BitTorrent.org community
You are not logged in.
I believe that I may have found a serious issue with µTP.
As it currently stands, µTP does not allow repacketization. Once you've sent a packet, you've committed to either sending it unchanged to the other end, or dropping the connection. This is unlike TCP, which allows you to either split a packet when resending it, or to merge an already-sent packet with new data.
The main issue is with PMTU discovery (RFC 1191). When doing PMTU discovery, a node occasionally sends packets that are too big for the path being used; a router will then reply with a "packet too big" ICMP message, requesting that the sender send smaller packets. Reacting to the packet too big message requires repacketising.
Consider for example that your local MTU is 1500 octets (you're on Ethernet), but your PMTU to the Internet is 1480 (there's an ADSL line in the way). You send one 1500 octet packet, followed with a 500 octet one. The ADSL router sends you a "packet too big" message for the 1500 octet packet, but the 500 octet packet gets through, and is SACK-ed by the other endpoint. At this point you're stuck: you need to send a 1500 octet packet to fill the hole, but the router won't allow you to do that.
Assuming that I am right, we'll need to think about a solution. Here are a few ideas.
1. Forcibly disable PMTU on µTP sockets.
This can be done by using the IP_MTU_DISCOVER setsockopt.
This is not a good idea, even in IPv4. See Fragmentation considered harmful, by Kent and Mogul, 1995.
2. Limit UDP datagram payload to 1024 octets.
This fits in 1280-octet packets, which is the minimum MTU in IPv6. Note that anything more than that will fail in a very common case -- Teredo uses 1280.
This is not a good idea. We definitely want BitTorrent to be able to use the full MTU on high-speed links.
3. Extend the µTP protocol to allow for application-layer fragmentation.
Add a new fragment message to µTP that allows sending a single µTP message in multiple UDP datagrams, and thus perform application-layer fragmentation.

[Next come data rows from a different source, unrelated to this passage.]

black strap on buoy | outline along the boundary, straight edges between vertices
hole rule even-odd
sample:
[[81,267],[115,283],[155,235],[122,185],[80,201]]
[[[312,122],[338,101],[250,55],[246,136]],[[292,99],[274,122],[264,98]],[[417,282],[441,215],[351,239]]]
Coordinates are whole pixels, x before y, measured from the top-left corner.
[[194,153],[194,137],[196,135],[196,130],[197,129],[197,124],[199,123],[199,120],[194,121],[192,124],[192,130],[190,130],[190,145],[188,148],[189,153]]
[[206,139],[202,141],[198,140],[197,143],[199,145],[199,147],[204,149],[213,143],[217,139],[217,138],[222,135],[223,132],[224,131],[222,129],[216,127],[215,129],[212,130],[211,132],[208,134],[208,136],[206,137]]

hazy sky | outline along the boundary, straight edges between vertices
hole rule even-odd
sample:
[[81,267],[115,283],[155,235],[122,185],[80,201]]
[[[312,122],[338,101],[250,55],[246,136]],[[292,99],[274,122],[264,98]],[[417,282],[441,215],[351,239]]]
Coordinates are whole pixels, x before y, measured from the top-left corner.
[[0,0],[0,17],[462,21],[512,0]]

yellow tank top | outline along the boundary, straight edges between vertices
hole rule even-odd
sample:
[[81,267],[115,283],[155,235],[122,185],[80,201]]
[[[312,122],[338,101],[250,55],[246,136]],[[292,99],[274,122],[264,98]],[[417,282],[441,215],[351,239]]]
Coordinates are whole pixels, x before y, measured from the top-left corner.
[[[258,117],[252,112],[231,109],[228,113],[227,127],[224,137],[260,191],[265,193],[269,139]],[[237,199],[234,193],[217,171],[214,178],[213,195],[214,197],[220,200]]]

This might be a good idea, but it complicates the protocol, and makes an incompatible change.
4. Don't perform PMTU discovery on resent packets
Send each packet initially with PMTU discovery set, and resend with PMTU disabled.
This has the same cost as (1) above, but only on resent packets. It complicates the code. Additionally, toggling PMTU discovery on and off repeatedly might have some unpleasant effects on the performance of the system (it might, for example, flush the system's PMTU cache).
5. Use (3) with new implementations, and (4) with old ones.
Negotiate the use of a protocol extension at connection establishment, then use either (3) or (4). Complicates the code enormously, has all the flaws of (3) and (4), except for the lack of compatibility with deployed implementations.
--Juliusz
Offline
Thinking about it some more, I'm coming to the conclusion that my favourite is
6. Redesign µTP incompatibly.
µTP is a new protocol. We might as well get it right (with byte-range ACKs).
--Juliusz
Offline
you only get the ICMP packet too big if you set the don't-fragment bit, right? Which is not set by default.
The main advantage of acking packets instead of bytes is that the EACK message can be very very tiny and ack many more packets than a TCP SACK can (within reasonable space). It also keeps certain things simple, no need to worry about overlapping ranges for instance. Before allowing packets with arbitrary byte ranges, I would explore all alternatives to solving the PMTU discovery problem.
Even though IP fragmentation should be avoided because of performance reasons, it seems like it could be a reasonable solution to the scenario you talk about, while the PMTU is still being figured out.
Also, keep in mind that uTP starts off using 300 byte packets, and increases it gradually if the serialization delay appears to be below a certain threshold. In uTorrent, the connection does not increase its packet size more often than every 10 seconds. This allows plenty of time to first probe the new packet size before switching to it.
Offline
you only get the ICMP packet too big if you set the don't-fragment bit, right? Which is not set by default.
It is set by default on all modern systems. In the case of Windows, it is set in XP, 2003, 2008 and Vista.
--Juliusz
Offline
Solution:
(1) When the client gets a "packet too big" message, reduce the packet size.
(2) If a connection becomes dysfunctional due to a skipped packet, just let it drop and re-establish.
Done.
Offline
If a connection becomes dysfunctional due to a skipped packet, just let it drop and re-establish.
This is the sort of workaround that is commonly used with a deficient legacy protocol before it is fixed. It wouldn't expect such a hack to be needed with a new protocol.
--Juliusz
Offline
jch wrote:
If a connection becomes dysfunctional due to a skipped packet, just let it drop and re-establish.
This is the sort of workaround that is commonly used with a deficient legacy protocol before it is fixed. It wouldn't expect such a hack to be needed with a new protocol.
It isn't. Because the IP protocol can do fragmentation.
Offline